Летние гости - страница 4
Филипп, идя с Капустиным и Гырдымовым по ночному запустению, слышал удаляющийся звон колокольцев. Потом в стороне станции татакнул «люйс». Солодянкин по звуку узнал, что это не «максим». Тот говорит гуще. Видимо, Дрелевский предупреждал разбойный эшелон.
Мать в сбившемся платке отворила приютскую дверь и провела их в кухню, наполненную застарелыми скоромными запахами. В полкухни огромная, как плац, плита, заставленная по-колокольному гулкими баками и кастрюлями.
— Еле-еле толечко накормила. Болтушку из мучки ржаной сделала. Что уж дома нашлось. И то рвали-ели, бедолажки. Куды теперь будут их девать? — почуяв в Капустине главного, шепотом запричитала Маня-бой.
Капустин зашел в спальную, освещенную блеклым лепестком лампады, накинул на разметавшегося во сне парнишку одеяло, вздохнул.
— Сироты все?
— Сироты, — пригорюнившись, ответила мать.
— Уладим, Мария Семеновна, — сказал Капустин, выходя обратно в кухню. — А далеко живет этот Жогин?
Польщенная его уважительностью, мать стала еще словоохотливее:
— Не, недалеко. Да Филипп знает. Он укажет.
— Ночью, что ли, и пойдем? — озадачился Филипп.
— Вот сейчас пойдем.
Оглядываясь на приют, Филипп видел в окошке пятно: мать смотрела им вслед. Наверное, думала о том, что эти пришлые люди сделают с экономом. Филипп сам думал об этом. «Поучить-то бы надо его».
У эконома Степана Фирсовича Жогина было два собственных полукаменных дома. До гильдийных купцов не дотянул, но в почете был. Дочь Ольгу отдал за сына владельца водяных мельниц Карпухина. И оттуда, видать, ждал подпоры.
А в феврале вдруг стал Степан Фирсович революционером. Произносил речи о свободе. Однажды с балкона городского театра закатил такую аллилуйю, что прапорщики, солдаты и гимназисты от восторга подняли его на руки. Он ехал на их плечах в распахнутой шубе, с алым бантом на лацкане мундира и от умиления вытирал слезы.
— Свобода! Свобода, друзья! Ура!
К осени у Степана Фирсовича поиступился язык, поистрепался алый бант. Те же солдаты и прапорщики однажды чуть не стащили его во время речи за штанину с крыльца Мариинской гимназии. Он обиделся. А теперь и вовсе, видать, озлился.
Филиппу идти к Жогиным не хотелось. Была на то особая причина — Ольга, дочь Жогина.
Об этой тайной любви кухаркиного сына не знал никто и вряд ли догадывалась сама Ольга. А он неспроста толкался около приюта: то ему удавалось увидеть, как она сидит с книгой у окна, то он по тени на занавеске видел, что наследница Жогина заплетает волосы, собираясь в гимназию.
Только однажды она заметила его и попросила:
— Послушай, достань мне галчонка из гнезда!

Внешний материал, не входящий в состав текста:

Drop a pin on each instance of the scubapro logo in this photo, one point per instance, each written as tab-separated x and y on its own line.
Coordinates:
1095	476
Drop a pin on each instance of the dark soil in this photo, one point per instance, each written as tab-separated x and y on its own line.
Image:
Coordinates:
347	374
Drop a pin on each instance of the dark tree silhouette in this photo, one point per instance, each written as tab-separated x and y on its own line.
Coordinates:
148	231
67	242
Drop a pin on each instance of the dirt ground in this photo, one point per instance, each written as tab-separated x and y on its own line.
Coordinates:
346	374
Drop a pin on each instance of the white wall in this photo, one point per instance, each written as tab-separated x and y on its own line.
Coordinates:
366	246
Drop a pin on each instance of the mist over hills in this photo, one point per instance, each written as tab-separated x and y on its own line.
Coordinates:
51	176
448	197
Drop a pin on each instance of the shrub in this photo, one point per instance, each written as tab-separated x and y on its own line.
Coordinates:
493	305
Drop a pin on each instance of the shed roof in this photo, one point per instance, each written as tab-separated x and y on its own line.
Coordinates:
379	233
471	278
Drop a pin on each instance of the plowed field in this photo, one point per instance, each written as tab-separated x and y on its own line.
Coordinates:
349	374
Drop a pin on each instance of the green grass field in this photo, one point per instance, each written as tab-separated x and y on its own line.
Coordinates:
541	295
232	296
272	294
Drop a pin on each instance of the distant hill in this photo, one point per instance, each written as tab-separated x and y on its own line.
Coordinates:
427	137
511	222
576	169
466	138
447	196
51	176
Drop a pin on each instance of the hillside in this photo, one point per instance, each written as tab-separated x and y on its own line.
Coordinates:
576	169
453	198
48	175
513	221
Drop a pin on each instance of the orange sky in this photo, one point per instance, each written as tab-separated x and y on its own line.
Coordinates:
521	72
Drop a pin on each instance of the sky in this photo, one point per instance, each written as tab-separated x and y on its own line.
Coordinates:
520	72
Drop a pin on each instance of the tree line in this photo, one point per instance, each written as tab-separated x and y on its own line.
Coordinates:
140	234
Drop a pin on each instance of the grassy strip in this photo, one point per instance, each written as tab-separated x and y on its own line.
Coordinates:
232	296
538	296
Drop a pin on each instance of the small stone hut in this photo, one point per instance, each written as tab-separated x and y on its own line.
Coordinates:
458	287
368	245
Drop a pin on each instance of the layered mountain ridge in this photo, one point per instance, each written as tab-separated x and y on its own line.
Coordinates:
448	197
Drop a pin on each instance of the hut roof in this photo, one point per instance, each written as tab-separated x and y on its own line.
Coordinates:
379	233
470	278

Она понимала, что он не сможет отказать ей, а он от неожиданной радости стал легким и белкой вскарабкался на одряхлевшую березу, сунул руку в дупло и, спустившись на землю, подал Ольге четыре трогательных рябеньких яичка.
— Нету еще галчонков-то.
— Ой, какие веснушчатые, — удивилась она. — Только почему у тебя такие ужасные ногти? Фу, как у орангутанга, — и сморщилась.
Филипп еле вскарабкался обратно к дуплу.
Ногти он остриг, надел новую рубаху и снова бегал в толпе приютских ребят, готовый по первому желанию Ольги лезть на березу, драться с пьяными обидчиками. Он мечтал о том, чтобы на реке Вятке вдруг перевернулась лодка. Филипп бросился бы первым и спас Ольгу или любого другого человека. Тогда бы она заметила его.
Позднее, когда он уже работал, мать, не щадя Филипповой гордости, рассказывала о том, что у Ольги появился жених, настоящий офицер, что он за большие деньги, за целых пятьдесят рублей, купил у садовника Рудобельского такой цветок, который распустился как раз в день ее именин.
Филипп сердился и доказывал матери, что жених тут ни при чем, это Рудобельский мастак. Но мать стояла на своем: такие деньги за какой-то цветок.
А когда Филипп увидел сияющий свадебный поезд и рядом с Ольгой уже солидного, с залысинами, офицера, ему захотелось уйти на войну и вернуться домой с покалеченной ногой, но с двумя Георгиями. Тогда бы Ольга не прошла мимо него.
Теперь-то Филипп знал, каково киснуть в сырых окопах, кормить вшей. Но тогда он мечтал о воинских подвигах.